In 2017, he completed his PhD in political studies at the University of the Witwatersrand.

==Political career==
In joining the Fifth Parliament as a new MP, he said: "I am looking forward to making sure that strict accountability is revived on the executive, that Parliament returns to the people – that the people follow Parliament's developments and that as MPs we represent the citizens and their interests well. I hope in the next five years, to expose that the ruling party has no ideological framework to take South Africa beyond the political freedoms it won and that instead, under pressure from the opposition, it will start to undermine these freedoms. Above all, I want to show that an agenda, based only on seven cardinal pillars of the EFF, can take South Africa to economic freedom and sustainable development."

Ndlozi, Julius Malema and now MK Party member Floyd Shivambu, along with the rest of the Economic Freedom Fighters parliamentary members, were thrown out of parliament for disrespecting president Jacob Zuma during his State of The Nation Address in 2015 and 2016. They have subsequently, at other sittings of the House, been removed from the National Assembly by the Parliamentary Protection Services. The EFF's removal from the National Assembly relates to the South African Constitutional Court finding that President Jacob Zuma had failed to respect and uphold the Constitution of the Republic of South Africa. In the sitting of the National Assembly from which the EFF were ejected the premise of the disruption by the EFF had been the ineligibility of President Jacob Zuma to address the National Assembly as the EFF believed the judgement by the Constitutional Court of South Africa had illustrated the flouting of the oath of office which give the President his authority of office and therefore standing in the National Assembly.

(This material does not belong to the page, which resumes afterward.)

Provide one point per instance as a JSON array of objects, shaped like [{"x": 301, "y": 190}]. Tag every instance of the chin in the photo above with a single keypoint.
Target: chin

Following the South African team's victory at the 2019 Rugby World Cup he stated that only the black players deserved praise for the win and that the white players could seek praise from the United Kingdom.

== Controversy ==
Ndlozi and EFF president Julius Malema were involved in an alleged assault of a police officer at Winnie-Madikizela-Mandela's funeral in 2018. The National Prosecuting Authority submitted that they are ready to proceed with charges of common assault against Ndlozi and Malema.

Ndlozi defended the actions of EFF members during the Clicks Protests, whereby an EFF group of men harassed and pushed a female interviewer when she attempted to conduct an interview with protestors. The South African National Editors’ Forum (Sanef) criticized the actions of the EFF members as "appalling" and "misogynistic". The Commission for Gender Equality (CGE) stated that it would investigate a complaint after Ndlozi defended the harassment of a female journalist. Ndlozi described the incident as "merely touching" the interviewer, but summarily retracted the statement after public outcry regarding GBV and after a complaint was instituted at the CGE. The CGE took note of Ndlozi's apology.

In November 2024, there were reports that Nldozi had been barred from attending the EFF's third elective conference the following month; these reports were however dismissed by EFF Secretary-General Marshall Dlamini. Nonetheless, Ndlozi did not attend the conference, which sparked speculation over his future in the party. On 9 January 2025, the EFF released a statement in which they revealed that Ndlozi had resigned as a Member of Parliament.

==Education==
Ndlozi started his humanities degree at the University of Witwatersrand in 2004. He obtained his PhD in political science from Wits in 2017.

==Awards==

Ndlozi has been named the Most Influential Young South African for 2017.